On the plus side, this kind of group can also impose quality standards in its specialty; act to ensure the safety of customers, clients or public; promote education and get other large organizations involved in whatever they deem to be a worthy cause.
It is not necessarily a bad thing if a group is specialized, high-status, and uses credentialing to define their position. But groups like this are quirky, and can be a double-edged sword in any society. When there are many groups like this working towards their own ends in a complex society, their cumulative effects can be quite marked.

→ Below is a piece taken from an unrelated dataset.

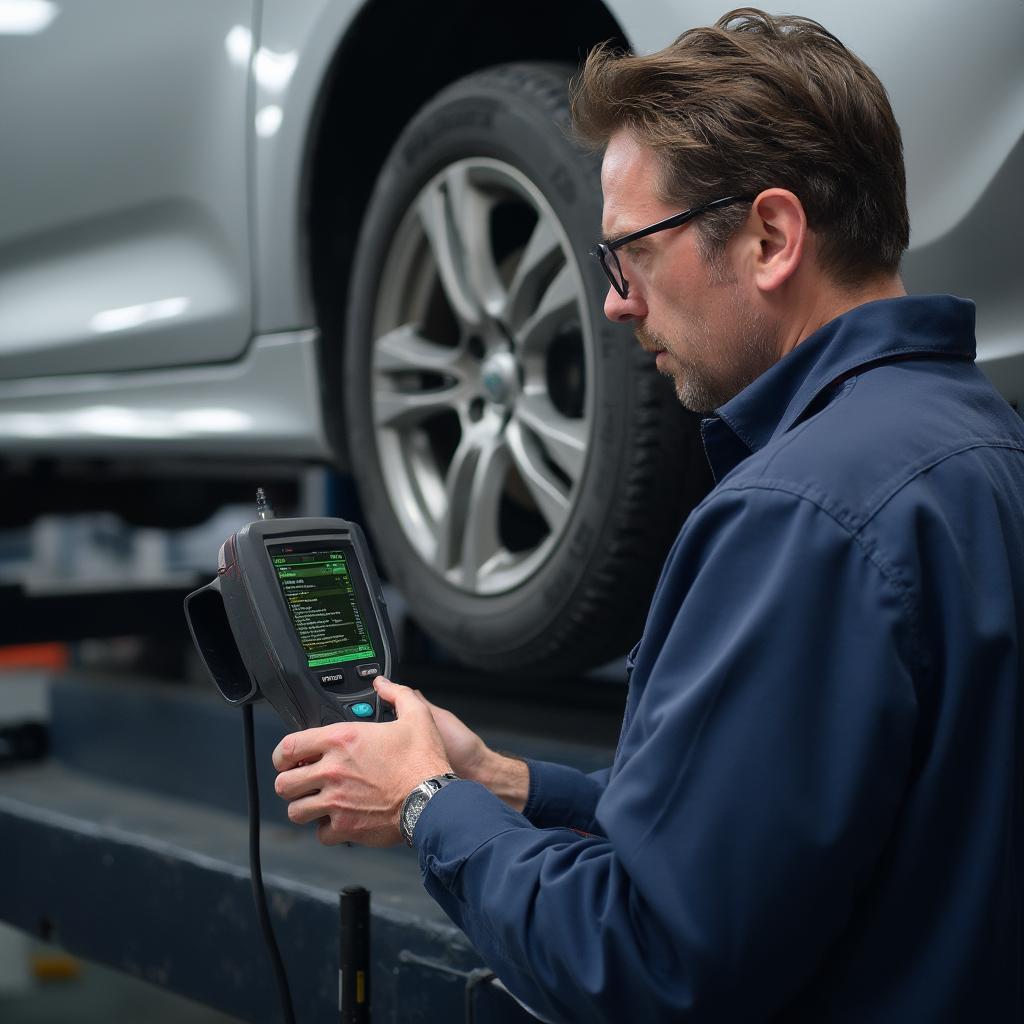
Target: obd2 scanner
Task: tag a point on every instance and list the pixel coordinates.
(296, 614)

From the World Building Angle
If your constructed world is complex enough for such groups to exist, be prepared to have them spread like bureaucratic and political kudzu, strangling some occupations and overrunning some other organizations, until their dynamic tension has rearranged the infrastructure of your world. Your more powerful credentialed specialist groups become influential “special interest groups” in our modern parlance. It would be a mistake to think of them strictly as a modern phenomenon, though: trade and craft guilds in the Late Middle Ages, for instance, were every bit as specialized and influential as the AMA (American Medical Association) today. In a fictional world this niche might be occupied by groups of wizards, churchmen, groups of technologists, or any other specialized group that you decide needs to be interwoven into the power fabric of your society.

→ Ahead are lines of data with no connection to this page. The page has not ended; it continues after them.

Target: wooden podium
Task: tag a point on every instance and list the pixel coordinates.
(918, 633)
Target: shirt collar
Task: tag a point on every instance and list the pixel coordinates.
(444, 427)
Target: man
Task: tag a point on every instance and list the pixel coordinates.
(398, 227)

1 “Midwives were one of the first victims of this credentialing trend. . .”: Although midwives had attended births since America’s colonization, the growing dominance of obstetricians, hospital births, and pressure by the AMA in the 19th century put most midwives out of business by the early 20th century.
It was not until the early 1920s that public health nurses with special training in midwifery started to provide maternity care through Kentucky’s Frontier Nursing Service. The founder of that service, Mary Breckinridge, brought British nurse-midwives to FNS in 1929, marking the start of a trend towards the employment of certified nurse-midwives. Note that although these credentialed professionals were able to work in maternity care, midwives who lacked credentials were driven out of business and out of the public eye by the credentialing requirements that the medical establishment had managed to impose.

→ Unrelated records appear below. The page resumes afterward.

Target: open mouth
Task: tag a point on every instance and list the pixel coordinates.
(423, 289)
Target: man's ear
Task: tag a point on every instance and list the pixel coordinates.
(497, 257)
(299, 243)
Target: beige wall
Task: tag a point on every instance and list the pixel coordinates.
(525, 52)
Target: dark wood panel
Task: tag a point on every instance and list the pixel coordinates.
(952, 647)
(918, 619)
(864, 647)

In the U.K., in contrast, the situation was and is different. Midwives had never really been put out of business there, and in the 20th century the growing trend of certification led to the growth of a respected corps of nurse-midwives who by the 1950s were an essential part of the maternity and obstetric care provided by the National Health Service. For an interesting glimpse into the workings of midwifery as a specialized occupation, I recommend watching Call the Midwife, the award-winning BBC production of the memoirs of NHS midwife Jennifer Worth.
2. AMA: “Critics of the American Medical Association, including economist Milton Friedman, have asserted that the organization acts as a guild and has attempted to increase physicians’ wages and fees by influencing limitations on the supply of physicians and non-physician competition.” See Wikipedia for more.